Branch Prediction and the Performance of Interpreters - Don’t Trust Folklore (2015)

https://hal.inria.fr/hal-01100647/document (pdf)

"..Many studies go back to when branch predictors were not very aggressive. Folklore has retained that a highly mispredicted indirect jump is one of the main reasons for the inefficiency of switch-based interpreters."

"The accuracy of branch prediction on interpreters has been dramatically improved over the three last Intel processor generations. This..has reached a level where it cannot be considered as an obstacle for performance anymore."

There is an older paper by Anton Erl that already showing variations in performances for the same implementation technique from one generation of Pentium to another and of course between AMD and Intel.

Personally, I stopped worrying and used the most convenient implementation for my use case (portable interpreter written in C).

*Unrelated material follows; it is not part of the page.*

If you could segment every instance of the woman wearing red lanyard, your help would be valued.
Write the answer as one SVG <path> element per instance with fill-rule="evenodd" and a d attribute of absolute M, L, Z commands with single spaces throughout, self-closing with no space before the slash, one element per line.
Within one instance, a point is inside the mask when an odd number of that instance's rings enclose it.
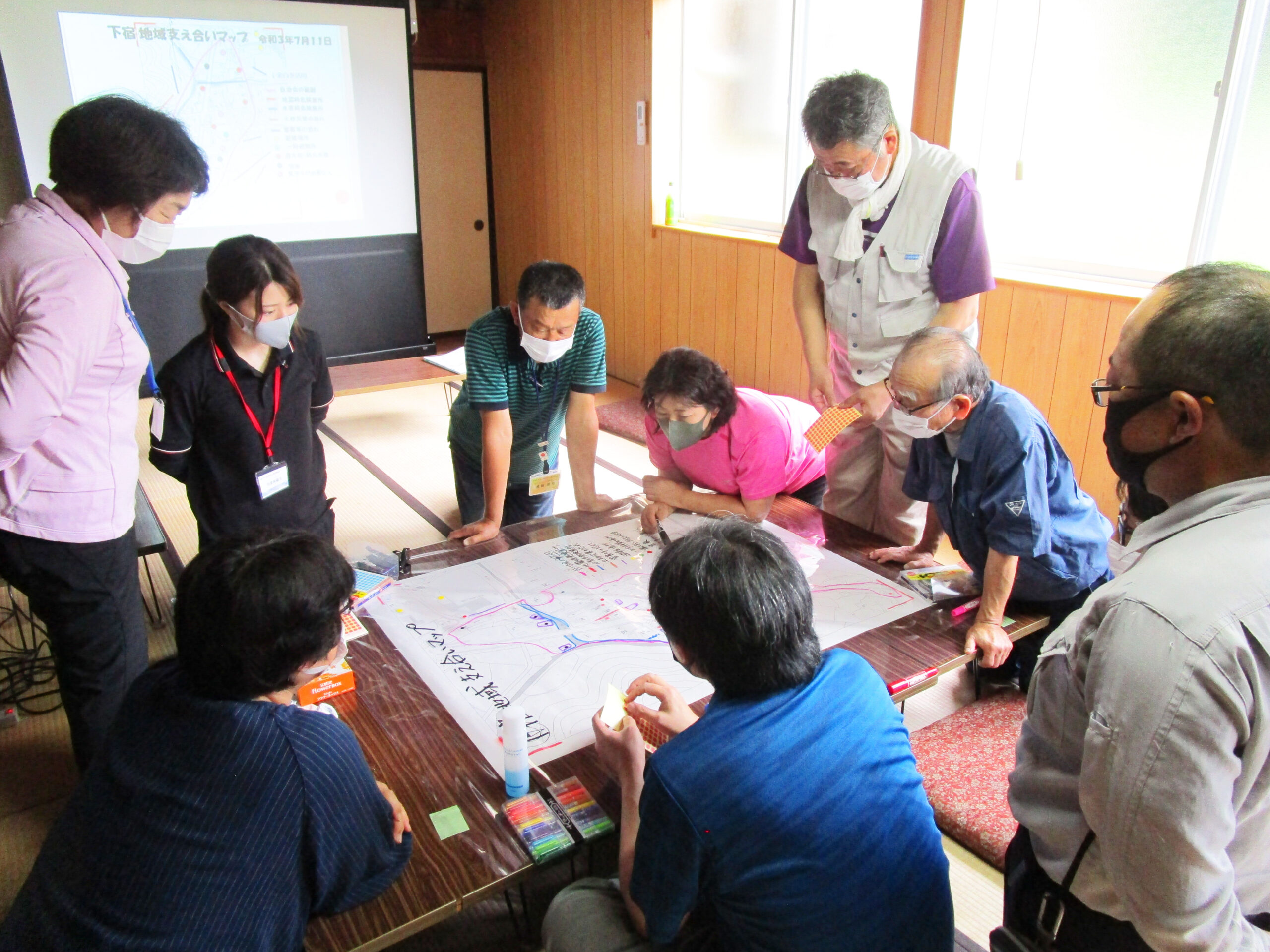
<path fill-rule="evenodd" d="M 170 116 L 100 96 L 53 126 L 48 173 L 0 226 L 0 578 L 48 630 L 83 770 L 146 669 L 133 434 L 154 372 L 119 263 L 164 253 L 207 162 Z"/>
<path fill-rule="evenodd" d="M 296 324 L 302 297 L 276 244 L 222 241 L 207 256 L 206 330 L 159 372 L 166 411 L 150 461 L 185 484 L 199 548 L 257 526 L 334 541 L 318 438 L 334 391 L 321 340 Z"/>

Your set of primitives and how you code your Forth programs usually have a much larger improvement potential.

That paper refers to interpreters in the traditional sense. However threaded code is not interpreted in the same way. After every instruction is a computed jump. There are benchmarks on this in the jonesforth code you can actually run and you will observe the exact problem there.
Note that the paper does compare a switch-based dispatcher to a computed-goto version ('jump threading') - cf figure 2. The latter used to have a significant performance advantage over the former, which is apparently no longer true (cf figure 3 (a)). That of course doesn't invalidate your point.
> they will never perform well on modern CPUs

Is this statement for indirect threaded Forths only? What about direct threaded, token threaded and sub-routine threaded Forths?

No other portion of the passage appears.